Numerical study of subfreezing temperature cold start of proton exchange membrane fuel cells with zigzag-channeled flow field

Abstract

Abstract An automotive proton exchange membrane fuel cell (PEMFC) engine needs to be capable of surviving from sub-freezing temperatures. Cold starting up a PEMFC engine presents great technical challenge due mainly to the intra-electrode ice formation that is closely related to the involved multi-physical transport. The flow field configuration to some extent dictates the reactants and product transport and is thus of important influence on PEMFC cold start performance. The present work carefully analyzes the cold start process of PEMFCs with zigzag-channeled flow field (ZZFF). A transient three-dimensional numerical model is established and experimentally validated first, and then we make comparisons of cold-start performance between zigzag and straight channel flow-field PEMFCs to reveal the effects of ZZFF. It is found that the ZZFF better distributes the reactants/product and current density in the PEMFC as it enhances the transport along the flow direction in-between the under-land and under-channel regions inside the cell.

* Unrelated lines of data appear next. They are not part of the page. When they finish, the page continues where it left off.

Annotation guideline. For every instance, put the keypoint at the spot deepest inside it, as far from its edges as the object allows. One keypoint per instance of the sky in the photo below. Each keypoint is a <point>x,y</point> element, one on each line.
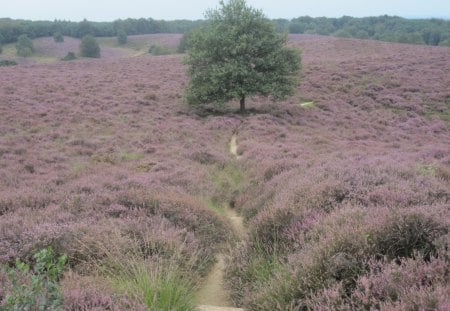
<point>109,10</point>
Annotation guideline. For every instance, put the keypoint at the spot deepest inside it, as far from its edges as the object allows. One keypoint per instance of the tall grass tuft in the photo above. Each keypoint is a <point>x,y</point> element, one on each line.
<point>158,286</point>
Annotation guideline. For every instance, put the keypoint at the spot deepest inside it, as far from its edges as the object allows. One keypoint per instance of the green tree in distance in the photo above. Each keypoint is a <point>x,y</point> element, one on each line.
<point>122,36</point>
<point>24,46</point>
<point>58,37</point>
<point>239,54</point>
<point>89,47</point>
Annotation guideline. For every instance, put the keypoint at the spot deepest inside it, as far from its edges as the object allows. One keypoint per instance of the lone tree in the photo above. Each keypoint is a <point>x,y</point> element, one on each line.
<point>122,36</point>
<point>24,46</point>
<point>58,37</point>
<point>239,54</point>
<point>89,47</point>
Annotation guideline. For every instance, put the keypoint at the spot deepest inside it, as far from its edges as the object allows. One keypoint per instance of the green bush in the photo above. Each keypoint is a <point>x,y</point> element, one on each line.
<point>89,47</point>
<point>122,37</point>
<point>35,289</point>
<point>69,56</point>
<point>58,37</point>
<point>185,42</point>
<point>160,286</point>
<point>24,46</point>
<point>157,49</point>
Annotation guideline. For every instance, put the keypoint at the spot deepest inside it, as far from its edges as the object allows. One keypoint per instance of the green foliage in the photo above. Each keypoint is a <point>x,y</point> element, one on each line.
<point>24,46</point>
<point>36,289</point>
<point>157,49</point>
<point>5,63</point>
<point>58,37</point>
<point>69,56</point>
<point>122,36</point>
<point>185,42</point>
<point>89,47</point>
<point>159,288</point>
<point>239,54</point>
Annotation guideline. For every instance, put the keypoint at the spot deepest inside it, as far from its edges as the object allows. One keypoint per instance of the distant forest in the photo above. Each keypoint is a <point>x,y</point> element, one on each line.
<point>385,28</point>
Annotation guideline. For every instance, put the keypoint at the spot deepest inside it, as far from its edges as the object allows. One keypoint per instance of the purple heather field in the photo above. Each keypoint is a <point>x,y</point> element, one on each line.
<point>344,187</point>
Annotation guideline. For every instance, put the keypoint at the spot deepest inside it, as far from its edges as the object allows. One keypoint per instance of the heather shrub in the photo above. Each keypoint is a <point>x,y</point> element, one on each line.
<point>139,236</point>
<point>58,37</point>
<point>252,265</point>
<point>182,211</point>
<point>417,284</point>
<point>93,293</point>
<point>24,46</point>
<point>89,47</point>
<point>6,63</point>
<point>404,232</point>
<point>157,49</point>
<point>229,181</point>
<point>35,289</point>
<point>69,56</point>
<point>88,299</point>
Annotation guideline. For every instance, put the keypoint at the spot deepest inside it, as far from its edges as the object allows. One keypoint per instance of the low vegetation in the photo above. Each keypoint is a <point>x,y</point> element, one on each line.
<point>24,46</point>
<point>89,47</point>
<point>344,186</point>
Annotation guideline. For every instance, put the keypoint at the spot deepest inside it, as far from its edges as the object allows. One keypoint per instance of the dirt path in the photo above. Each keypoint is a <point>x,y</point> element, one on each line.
<point>213,296</point>
<point>233,146</point>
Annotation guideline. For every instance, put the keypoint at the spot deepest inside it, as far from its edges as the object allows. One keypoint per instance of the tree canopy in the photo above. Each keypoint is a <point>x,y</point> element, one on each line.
<point>24,46</point>
<point>89,47</point>
<point>239,54</point>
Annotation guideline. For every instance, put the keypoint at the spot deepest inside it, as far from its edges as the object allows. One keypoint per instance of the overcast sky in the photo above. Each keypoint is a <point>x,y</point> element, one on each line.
<point>109,10</point>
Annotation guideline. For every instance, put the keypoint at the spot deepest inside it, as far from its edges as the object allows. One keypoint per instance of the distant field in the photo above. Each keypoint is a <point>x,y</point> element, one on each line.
<point>48,51</point>
<point>344,187</point>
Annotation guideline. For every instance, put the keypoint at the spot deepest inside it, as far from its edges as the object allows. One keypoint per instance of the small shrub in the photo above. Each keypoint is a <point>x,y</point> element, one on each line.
<point>37,289</point>
<point>5,63</point>
<point>157,49</point>
<point>89,47</point>
<point>69,56</point>
<point>58,37</point>
<point>24,46</point>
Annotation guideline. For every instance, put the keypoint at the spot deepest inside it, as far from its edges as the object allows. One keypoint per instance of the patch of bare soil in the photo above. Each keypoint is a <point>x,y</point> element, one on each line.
<point>213,296</point>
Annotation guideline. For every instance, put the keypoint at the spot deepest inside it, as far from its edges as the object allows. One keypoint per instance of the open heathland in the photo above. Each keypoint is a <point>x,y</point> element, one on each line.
<point>344,187</point>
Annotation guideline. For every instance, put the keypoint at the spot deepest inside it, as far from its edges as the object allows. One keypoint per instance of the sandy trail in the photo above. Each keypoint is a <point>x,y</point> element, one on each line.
<point>233,146</point>
<point>213,296</point>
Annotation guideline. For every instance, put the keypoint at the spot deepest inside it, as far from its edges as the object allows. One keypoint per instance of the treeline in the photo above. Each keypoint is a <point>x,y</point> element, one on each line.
<point>11,29</point>
<point>385,28</point>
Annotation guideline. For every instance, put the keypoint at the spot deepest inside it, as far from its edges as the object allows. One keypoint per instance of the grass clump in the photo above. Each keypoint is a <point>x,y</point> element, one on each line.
<point>229,181</point>
<point>37,288</point>
<point>158,286</point>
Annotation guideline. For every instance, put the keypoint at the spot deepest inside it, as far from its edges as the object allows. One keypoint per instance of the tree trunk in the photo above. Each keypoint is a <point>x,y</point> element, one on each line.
<point>242,104</point>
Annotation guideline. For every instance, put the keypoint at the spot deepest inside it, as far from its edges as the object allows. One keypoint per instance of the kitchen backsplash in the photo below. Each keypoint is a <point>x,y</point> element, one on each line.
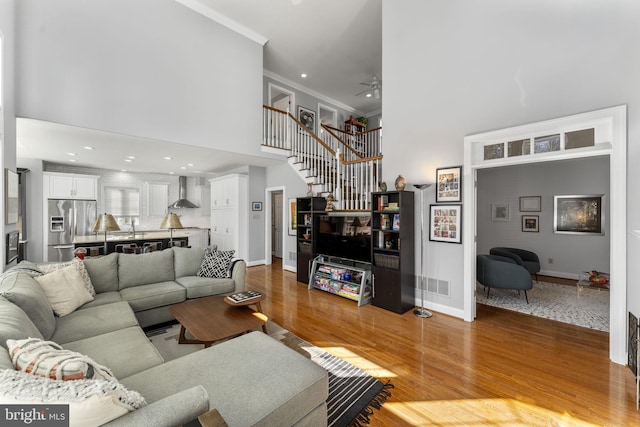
<point>196,217</point>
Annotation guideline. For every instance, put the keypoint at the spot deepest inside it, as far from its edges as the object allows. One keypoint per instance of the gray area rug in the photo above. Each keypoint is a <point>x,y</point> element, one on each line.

The process of cold starting the ZZFF PEMFC is found to generate slightly less heat, which is not good to cold start. Therefore, the ZZFF enhances the survivability of PEMFC engine cold starting from subfreezing temperatures, whereas it slightly degrades the quick self-startup ability of PEMFC engine. Case study with PEMFCs of more zigzagged flow fields further corroborates the effects of ZZFF configuration on PEMFC cold start performance.